Er blickte wieder auf Kristinas Haus. Kristina war eine gute Schriftstellerin, er hoffte, dass sie auch eine gute Mutter war, denn dann hätte seine Tochter bis vor einigen Tagen ein schönes Leben gehabt. Eine unbeschwerte Kindheit an der besten Adresse einer beschaulichen Kleinstadt, mit einer liebevollen Mutter und einem liebevollen Vater. Er lachte bitter. Damit konnte er nicht konkurrieren. Er war so pleite, wie man nur sein konnte. Und er hatte fünf Tage, um eine unbehaglich große Summe von seinem Konto auf das Konto seiner Ex-Frau zu überweisen. Das war alles, was ihm nach der Scheidung blieb. Er hatte keinen blassen Schimmer, woher er das Geld nehmen sollte, und die Erpressung machte das Ganze nicht leichter.
Robert lächelte, als ihm der Gedanke durch den Kopf schoss, dieselbe Masche abzuziehen wie Erik. Allerdings durfte er nicht vergessen, dass Maria nicht gezaudert hatte, Erik deswegen umzubringen. Und dabei hatte sie immer eine Schwäche für diesen erbärmlichen Junkie gehabt und ihn, Robert, nie ausstehen können. Das wusste er, auch wenn sie es vielleicht nicht zugeben würde. Sie würde ihn mit Freuden um die Ecke bringen, sollte er einen Erpressungsversuch unternehmen. Er wandte sich vom Fenster ab und lehnte sich mit dem Rücken gegen die Fensterbank.

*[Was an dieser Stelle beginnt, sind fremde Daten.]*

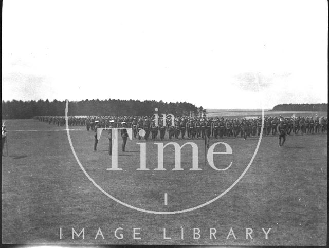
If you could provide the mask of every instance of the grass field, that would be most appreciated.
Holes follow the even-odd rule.
[[[264,137],[246,174],[221,198],[192,212],[155,215],[122,206],[97,188],[79,167],[65,127],[32,120],[9,120],[7,127],[9,156],[2,157],[3,243],[326,244],[326,133],[288,136],[281,148],[278,137]],[[93,150],[92,132],[72,130],[70,133],[80,162],[96,183],[127,204],[155,211],[194,207],[222,193],[245,169],[258,142],[258,137],[246,141],[211,139],[210,145],[224,142],[233,150],[232,155],[214,155],[217,168],[224,168],[233,162],[227,170],[217,171],[204,163],[204,141],[174,141],[181,145],[187,141],[198,145],[198,164],[202,170],[189,169],[192,151],[186,146],[182,149],[184,170],[172,170],[174,155],[173,147],[169,147],[164,156],[167,170],[157,171],[153,169],[157,166],[157,146],[149,141],[147,167],[150,170],[142,171],[136,170],[140,163],[136,140],[128,141],[123,153],[119,138],[119,167],[123,170],[109,171],[106,169],[111,159],[105,133],[96,152]],[[223,146],[215,149],[223,150]],[[72,227],[78,233],[84,228],[85,239],[72,240]],[[119,232],[123,235],[122,239],[114,236],[118,227],[123,228]],[[232,235],[227,239],[231,227],[236,239]],[[99,228],[104,239],[101,236],[95,239]],[[140,239],[134,239],[133,228],[140,228]],[[171,239],[163,239],[164,228]],[[199,239],[193,239],[193,228],[199,228]],[[209,238],[210,228],[216,228],[216,239]],[[247,228],[252,229],[252,239],[246,239]],[[262,228],[271,228],[268,239]]]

Das Bett war nach wie vor von Kristinas und seiner gemeinsamen Nacht zerwühlt, er wollte nicht, dass sein Zimmer gereinigt wurde, so lange er es bewohnte.

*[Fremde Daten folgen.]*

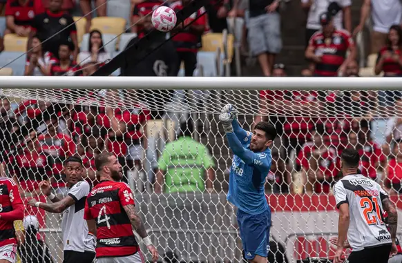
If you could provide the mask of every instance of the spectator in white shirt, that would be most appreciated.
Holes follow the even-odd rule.
[[[104,63],[110,59],[111,55],[104,47],[102,34],[97,30],[90,31],[88,51],[80,52],[77,62],[80,65],[88,62]]]
[[[306,26],[306,47],[312,36],[321,29],[320,15],[326,12],[330,12],[330,3],[336,3],[341,9],[334,17],[334,25],[336,29],[345,29],[352,32],[352,12],[350,6],[352,0],[301,0],[302,8],[308,12],[307,23]],[[332,6],[334,6],[333,4]]]
[[[47,76],[50,66],[57,59],[50,52],[42,50],[42,42],[34,36],[31,42],[32,51],[25,63],[25,76]]]
[[[360,23],[353,31],[356,35],[364,28],[370,14],[373,30],[371,35],[371,53],[377,53],[385,46],[390,28],[400,24],[402,19],[401,0],[364,0],[361,6]]]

Plötzlich ging ihm auf, dass Marias Versuche, Kristina zur Schurkin des Dramas zu machen, auf etwas ganz anderes hindeuten konnten, auf etwas, das ihm erst jetzt in den Sinn kam. Die Behauptung, Kristina könnte in die Geschehnisse verstrickt sein, war absurd. Sie mochte ihnen einen Schritt voraus sein, aber der Gedanke, dass sie ihre eigene Tochter einer Gefahr aussetzte, war vollkommen abwegig. Erik war der glasklare Verdächtige gewesen, derjenige, der alles zu gewinnen und nichts zu verlieren gehabt hatte. Erik war aus dem Spiel, aber er hatte Mira nicht entführt. Also, wer steckte dahinter?

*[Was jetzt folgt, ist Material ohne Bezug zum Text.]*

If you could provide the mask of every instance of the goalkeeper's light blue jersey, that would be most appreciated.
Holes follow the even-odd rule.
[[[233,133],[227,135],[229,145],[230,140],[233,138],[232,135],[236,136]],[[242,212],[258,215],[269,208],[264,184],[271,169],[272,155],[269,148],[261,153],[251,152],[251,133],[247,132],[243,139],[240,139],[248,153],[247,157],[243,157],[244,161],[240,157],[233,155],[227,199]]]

Robert erschauderte. Alles deutete auf Maria. Die Zurückgezogene, die alles dafür tat, ein unscheinbares Leben zu führen, die sich so sehr an Regeln und Vereinbarungen klammerte, dass sie Polizistin geworden war, um die Ordnung aufrechtzuerhalten, bei der Polizei aber den stumpfsinnigsten Posten bekleidete, den er sich vorstellen konnte. Und das war noch nicht alles. Sie hatte mehrmals gedroht, ihr Geheimnis zu verraten. Entweder machten ihr die Konsequenzen keine Angst mehr, oder sie waren ihr egal. Obendrein hatte sie eine erschreckende Seite von sich offenbart: Sie war eine kaltblütige Mörderin, imstande, ihre eigenen Freunde zu ermorden.
Wenn einer von ihnen fähig war, ein kleines Mädchen zu entführen und Lösegeld zu erpressen, dann Maria.
Robert kochte innerlich. Er fühlte sich wie bei den seltenen Gelegenheiten, wenn es ihm gelang, eine Schwachstelle in den Ausführungen des Staatsanwalts zu finden. Es begann als warmes Gefühl in der Brust, schwoll zu einem Kribbeln am ganzen Körper an, bis sich ein triumphierendes Lächeln auf seinem Gesicht ausbreitete. So musste es sein. Er trat an den Spiegel und musterte sein Gesicht. Er sah müde aus. Matt und abgekämpft nach einer langen Nacht und einem noch längeren Tag. Aber in seinen Augen lag ein siegesgewisser Glanz.
Er musste mit Kristina reden. Traf sein Verdacht zu, mussten sie mit Maria auf ganz andere Art verfahren als mit Erik.